Thankfully, The Stone Thrower is none of that.
A very nice review of my chapbook, Murmuration, went up at Heavy Feather Review. Austin Hayden was too kind.
Ryan works life’s incongruities. The Midwest he puts on the page is at once vast and closed-off. Even (at times, especially) alongside his friends, or girlfriends, or family members, his speaker is alone out there. His POV character is calloused but endearing. Both sarcastic and earnest. The yin and yang of Larry David and Jerry Seinfeld meshed into one voice.
And, actually, now that I think about it, a killer review of Justin Lawrence Daugherty's Whatever Don't Drown Will Always Rise went up at HFR a bit before mine, thanks to the wonderful Kate Kimball.

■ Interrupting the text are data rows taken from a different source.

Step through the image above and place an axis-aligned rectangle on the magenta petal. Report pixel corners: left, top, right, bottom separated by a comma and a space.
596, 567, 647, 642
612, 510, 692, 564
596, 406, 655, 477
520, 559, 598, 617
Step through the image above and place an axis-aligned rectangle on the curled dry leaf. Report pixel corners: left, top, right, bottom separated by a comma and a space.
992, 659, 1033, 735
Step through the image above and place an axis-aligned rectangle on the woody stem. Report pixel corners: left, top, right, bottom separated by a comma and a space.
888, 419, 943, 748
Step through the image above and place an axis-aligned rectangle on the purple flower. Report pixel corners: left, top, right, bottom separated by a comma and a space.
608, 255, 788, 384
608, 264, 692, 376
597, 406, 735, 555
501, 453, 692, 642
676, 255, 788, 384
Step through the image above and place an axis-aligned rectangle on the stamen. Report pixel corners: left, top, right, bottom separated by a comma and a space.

There is a bridge that dogs jump to their deaths from that symbolizes the broken heart of a man. A man swearing there is a bomb on the lawn, which later, the character who believes him tries to pry the metal from the earth. A teenager works on competitive eating to impress a father who is a Marlboro Man in Japan. Whatever Don’t Drown Will Always Rise introduces unexpected situations, but is able to create a strong affect in those situations. Daugherty’s characters are believable, endearing, and refreshing. His use of ironic humor, believable dialects, and uncanny conflicts work to symbolize the innate human quest for rediscovering nature.
And while I'm on the subject of all thing Passenger Side Books, Matthew Burnside's Infinity's Jukebox has a birthday and artwork! September 9th, people. Here's one of the covers we'll be using in addition to seven other killer color schemes.
After that Passages North essay went up, I got a lot of traffic to this site, and most of the information on it was from months ago. I'm going to try to not make it that long between updates. If you're new here now, take a look around. I'm doing things, occasionally. I hope you are, too.